Data Quality Survey researchers have developed quality frameworks for classifying and examining different potential sources of error in surveys. However, unlike survey data, nonsurvey data sources are not created with the purpose of creating statistics. Thus, combining data from multiple data sources will also require a new or modified quality framework. Some quality dimensions, such as timeliness and granularity, have often been undervalued as indicators of quality, but they will become increasingly relevant with statistics based on multiple data sources. The panel recommends that federal statistical agencies adopt a framework for statistical information that goes beyond the traditional quality measure of the total survey error. The new framework should include additional dimensions that better capture user needs, such as timeliness, relevance, accuracy, accessibility, coherence, integrity, privacy, transparency, and interpretability. In addition, more attention should be paid to the tradeoffs between different quality aspects of data.
A New Entity Although some of the recommendations in this report for improving federal statistics could be carried out by existing agencies or by cooperative agreements among agencies, the panel recommends the creation of a new entity that will provide a secure environment for analysis of data from multiple sources, coordinate acquisition and use of data, and identify and facilitate research on the challenges that are common across statistical agencies. The entity should follow the principles and practices for federal statistical agencies and permit data access only for statistical purposes.
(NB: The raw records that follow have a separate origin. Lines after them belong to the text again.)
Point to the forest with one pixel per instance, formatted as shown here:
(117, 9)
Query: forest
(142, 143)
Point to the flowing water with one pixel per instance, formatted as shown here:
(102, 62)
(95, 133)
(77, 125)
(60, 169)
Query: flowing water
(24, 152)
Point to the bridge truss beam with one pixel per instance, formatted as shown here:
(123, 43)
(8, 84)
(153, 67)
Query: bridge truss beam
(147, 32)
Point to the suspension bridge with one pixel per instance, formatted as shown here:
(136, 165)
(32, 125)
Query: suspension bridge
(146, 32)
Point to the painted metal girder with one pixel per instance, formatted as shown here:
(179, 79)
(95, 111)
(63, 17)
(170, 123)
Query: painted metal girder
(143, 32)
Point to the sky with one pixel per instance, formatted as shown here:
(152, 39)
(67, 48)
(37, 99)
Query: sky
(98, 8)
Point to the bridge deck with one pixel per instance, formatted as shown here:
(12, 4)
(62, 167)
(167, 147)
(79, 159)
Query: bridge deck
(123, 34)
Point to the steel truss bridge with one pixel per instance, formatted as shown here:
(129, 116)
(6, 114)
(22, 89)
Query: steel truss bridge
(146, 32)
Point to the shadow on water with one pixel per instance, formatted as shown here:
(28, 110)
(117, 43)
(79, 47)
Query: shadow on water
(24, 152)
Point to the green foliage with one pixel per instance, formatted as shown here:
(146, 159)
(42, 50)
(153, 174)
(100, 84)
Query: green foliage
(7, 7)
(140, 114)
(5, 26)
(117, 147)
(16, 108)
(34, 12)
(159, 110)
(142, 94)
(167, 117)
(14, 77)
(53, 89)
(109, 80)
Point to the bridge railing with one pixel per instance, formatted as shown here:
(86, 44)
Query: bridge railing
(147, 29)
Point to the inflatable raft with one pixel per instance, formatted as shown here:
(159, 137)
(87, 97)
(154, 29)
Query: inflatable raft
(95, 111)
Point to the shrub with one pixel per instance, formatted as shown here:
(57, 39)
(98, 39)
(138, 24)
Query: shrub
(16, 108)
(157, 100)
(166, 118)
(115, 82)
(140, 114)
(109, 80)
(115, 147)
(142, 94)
The panel’s proposed new entity should assist federal statistical agencies in identifying data sources that can most effectively inform the creation of national statistics, help develop techniques to use those data to compute national statistics while respecting privacy and other protection obligations on the data, and nurture the expertise required for these activities. While
adhering to confidentiality, privacy, and data security requirements, statistical agencies and the new entity should strive to provide both federal and external researchers access to data for exclusively statistical purposes in a timely manner that is not administratively burdensome.
Staff Development Current and future staff of the federal statistical agencies will need additional training and skills to combine multiple data sources to enhance federal statistics in several areas. These areas include statistical methods for combining multiple data sources; various aspects of data quality and the appropriate metrics and methods for examining data quality from different sources; and modern computer science technology, including but not limited to distributed computing, database management, cryptography, and privacy-preserving and privacy-enhancing technologies.